Normative noses: restricting the senses

Posted By Chris Kaplonski on Apr 6, 2016


I wondered, back in December, if certain kinds of tasting notes were soulless. I want to return to this point, and take it in a slightly different direction. I want to think about the ways in which tasting notes can be unduly restrictive.

One of the starting points for this is further reflection on the WSET fortified wines exam I sat about a month ago, and in particular, one of the wines, an Oloroso sherry. The other starting point is what this particular wine – and the need to write a certain style of tasting note – lead to.

Part of the exam, not unreasonably, is writing a WSET-style tasting note. At the Diploma level this involves breaking down the aromas into ‘clusters.’ Primary versus secondary or tertiary aromas, but also within each of these. So, not just that there is a nuttiness to the nose, but what kind of nuts? Walnuts? Hazelnuts? Cashews? What kind of tropical fruits? And so forth. On the one hand, this is all perfectly fine. I have an academic article (currently under review at a journal) arguing that much of this language is justified. (See also this previous blog entry.) The reason it so often comes across as pretentious is that wine descriptors are in fact different from how the same words are used in everyday speech. The problem, from this point of view is not the language, but the bad job we do of describing what it actually means and what it is used for.

However, my complaint here is different. It is not about the language, but the expected use of it. In particular, in their cluster approach, WSET expects a certain number of descriptors in each cluster. They want, for example, say three clusters, and at least two specific terms within the clusters.

Let me return to my Oloroso sherry. To me – and others I talked to after the exam – it didn’t smell like much of all. Simple, and not in a particularly good way. I don’t remember what I wrote, but I think I had two or three descriptions, not the five or so WSET would have liked. The main result from the exam point of view is simply that I lose points for an incomplete / inaccurate description. But this is where I started thinking.

What make WSET’s description accurate, other than they claim it is? Their exams are about calibrating your senses to theirs. The instructors are explicit about this. But think further about the implications of this. Yes, it can be helpful to have a standard on what ‘high’ alcohol, since that can be linked to actual ABV levels, and learning to judge that can be useful. But what if you don’t have a particularly acute sense of smell, or simply don’t smell what WSET (and, to be fair, most wine writers) expect you to smell? Does that make your evaluation of the wine any less accurate? To the exam markers, yes, of course. But in the real world? I doubt it. The real world, and our sensory experiences of it, is messy. I don’t pick up floral notes very well, but does that make me any less qualified (whatever that means?) to comment on wine?

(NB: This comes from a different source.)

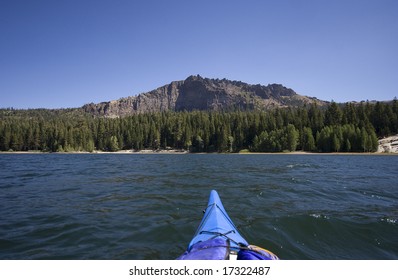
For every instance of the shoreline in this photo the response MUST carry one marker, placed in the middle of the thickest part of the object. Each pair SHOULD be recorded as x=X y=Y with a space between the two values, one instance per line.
x=184 y=152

In other words, in learning what Oloroso sherry or a top-flight Burgundy should smell like, you are imposing normative standards. You are restricting and limiting people’s sensory experiences, telling them what they should be. There is arguably a place for normative standards – if you a devotee of the AOC sort of classification, which includes typicity as a determining factor. Such terminology also allows wine professional to communicate more easily. Even if you concede a use in cases of classifications, you are often limiting wines; natural and some biodynamic wines are often sold as a ‘lower’ class of wine because they run afoul of typicity.

I’m not sure these outweigh the limitations out in the ‘real world’. In the pub after the exam, drinking beer (of course) some of us had the same reaction. We did exactly what they keep telling us not to do. WSET says ‘write what you smell / taste,’ and then work out what it is. Sure, if you have enough smells to make the exam markers happy. Some of us worked out that it was an Oloroso, but then went back and said ‘I don’t have enough descriptors.’ So we did the big No-no. We said ‘What’s an Oloroso supposed to taste like?,’ and added a few of those descriptors to bulk out our tasting notes. In other words, it wasn’t really a tasting note – it was an attempt to make the examiners happy. And that should worry the examiners.

More fundamentally, and troubling to me, you are telling people what their sensory experiences should be like. You aren’t allowing them to make up their minds. In effect, you are telling them what to smell, what to taste. And if you truly want people to appreciate wine, and not just parrot other opinions, this is the wrong road to lead them down. I’ll continue to do the WSET tasting notes to pass (I hope) the course, but I will also not be using them when I run wine tastings. I want people to feel free to describe what they smell, not what they think they should. I want people to experience – and hopefully enjoy – wine because of how they encounter it, not because of what someone tells them they should be getting out of it. After all, isn’t that why we really drink and enjoy wine?